Dicen que el cielo nos guarda secretos. Y a finales de febrero de 2026, promete un espectáculo que muchos catalogan como extraordinario: seis planetas del Sistema Solar, visibles en una misma franja del firmamento. Pero, ¿qué hay realmente detrás de este llamado ‘desfile planetario’? ¿Es solo un bonito fenómeno óptico o esconde algo más?
La fecha clave para México será el 28 de febrero. Según las proyecciones, Júpiter, Saturno, Venus y Mercurio serán visibles a simple vista. Urano y Neptuno requerirán ayuda óptica. La Luna, casi llena, se ubicará cerca de Júpiter, añadiendo dramatismo a la escena.
Pero aquí es donde nuestro escepticismo periodístico entra en juego. Este término, ‘desfile’ o ‘alineación’, es coloquial. Los expertos nos lo dejaron claro.
“Este fenómeno es consecuencia de que los planetas orbitan alrededor del Sol en un plano similar llamado eclíptica”, explican desde Star Walk, con el respaldo de la NASA. “En determinados momentos, sus trayectorias coinciden visualmente desde la Tierra”.
Es una cuestión de perspectiva, no de proximidad física real. Sin embargo, en redes sociales y algunos círculos, estos eventos suelen venir acompañados de teorías alarmistas.
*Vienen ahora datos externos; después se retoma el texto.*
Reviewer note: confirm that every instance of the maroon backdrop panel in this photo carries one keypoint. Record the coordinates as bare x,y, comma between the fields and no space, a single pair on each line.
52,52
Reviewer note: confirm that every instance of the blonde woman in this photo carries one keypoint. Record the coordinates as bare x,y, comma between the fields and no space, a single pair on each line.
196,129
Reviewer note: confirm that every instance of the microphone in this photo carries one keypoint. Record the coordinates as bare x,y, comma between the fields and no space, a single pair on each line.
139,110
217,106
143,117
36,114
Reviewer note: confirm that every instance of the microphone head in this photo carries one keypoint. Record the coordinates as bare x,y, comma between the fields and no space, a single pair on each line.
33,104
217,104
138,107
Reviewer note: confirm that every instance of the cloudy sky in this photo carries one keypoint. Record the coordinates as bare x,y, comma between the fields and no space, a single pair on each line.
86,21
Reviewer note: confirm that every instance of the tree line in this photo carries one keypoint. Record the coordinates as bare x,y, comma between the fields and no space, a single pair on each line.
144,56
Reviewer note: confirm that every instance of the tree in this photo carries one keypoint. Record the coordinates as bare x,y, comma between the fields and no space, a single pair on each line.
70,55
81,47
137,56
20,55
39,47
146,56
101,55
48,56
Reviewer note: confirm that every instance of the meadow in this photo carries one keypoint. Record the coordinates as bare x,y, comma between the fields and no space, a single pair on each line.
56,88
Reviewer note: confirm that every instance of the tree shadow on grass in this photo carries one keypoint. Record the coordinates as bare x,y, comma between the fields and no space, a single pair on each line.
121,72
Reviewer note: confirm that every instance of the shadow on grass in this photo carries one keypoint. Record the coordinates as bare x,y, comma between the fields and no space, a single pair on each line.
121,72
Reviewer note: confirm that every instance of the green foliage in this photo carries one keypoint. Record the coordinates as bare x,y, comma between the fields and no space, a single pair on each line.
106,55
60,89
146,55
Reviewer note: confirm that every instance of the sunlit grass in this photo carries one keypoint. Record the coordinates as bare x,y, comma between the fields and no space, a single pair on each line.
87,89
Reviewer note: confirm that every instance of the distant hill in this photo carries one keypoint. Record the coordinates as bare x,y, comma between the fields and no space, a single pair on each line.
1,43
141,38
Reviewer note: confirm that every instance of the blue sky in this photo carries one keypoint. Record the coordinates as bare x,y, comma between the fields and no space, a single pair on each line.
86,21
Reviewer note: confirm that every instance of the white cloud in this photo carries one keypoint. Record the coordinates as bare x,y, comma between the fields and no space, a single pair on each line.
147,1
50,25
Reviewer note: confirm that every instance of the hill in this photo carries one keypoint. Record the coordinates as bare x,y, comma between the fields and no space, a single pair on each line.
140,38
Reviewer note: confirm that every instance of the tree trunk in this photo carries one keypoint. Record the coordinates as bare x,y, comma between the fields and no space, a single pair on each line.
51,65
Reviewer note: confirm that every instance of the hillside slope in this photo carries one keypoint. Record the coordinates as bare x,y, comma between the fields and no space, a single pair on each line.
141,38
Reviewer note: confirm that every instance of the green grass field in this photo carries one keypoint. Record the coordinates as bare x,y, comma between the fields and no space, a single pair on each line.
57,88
Se habla de influencias gravitacionales catastróficas.
Investigamos esa afirmación directamente en la fuente científica más autorizada. La respuesta del Jet Propulsion Laboratory de la NASA fue contundente y despejó cualquier duda.
“Solo el Sol y la Luna ejercen una influencia gravitacional significativa sobre nuestro planeta”, aclaran. “Las alineaciones planetarias no provocan terremotos, tsunamis ni alteraciones climáticas”.
Los documentos y comunicados oficiales son claros: es un mito sin base científica. El riesgo para la Tierra es cero.
Entonces, si no hay peligro, ¿cuál es la verdadera importancia del evento? La respuesta está en su rareza y en su valor educativo y observacional. Para disfrutarlo al máximo desde México, las recomendaciones son precisas: buscar un lugar con poca luz artificial y horizonte despejado al oeste una hora después del atardecer.
Las aplicaciones como Star Walk 2 serán aliadas clave para identificar cada punto brillante. Mercurio y Venus estarán bajos; Saturno y Neptuno, en Piscis; Urano, en Tauro; y Júpiter brillará junto a la Luna hacia el este.
Al conectar todos los puntos –los datos astronómicos, los testimonios expertos y el desmontaje de los mitos– surge la revelación final. El verdadero espectáculo no es una amenaza oculta, sino una rara oportunidad para contemplar la mecánica celeste en acción.
Una demostración gratuita y segura del ballet orbital que normalmente pasa desapercibido. La historia no es sobre un peligro imaginario, sino sobre la belleza predecible y serena del cosmos que nos rodea.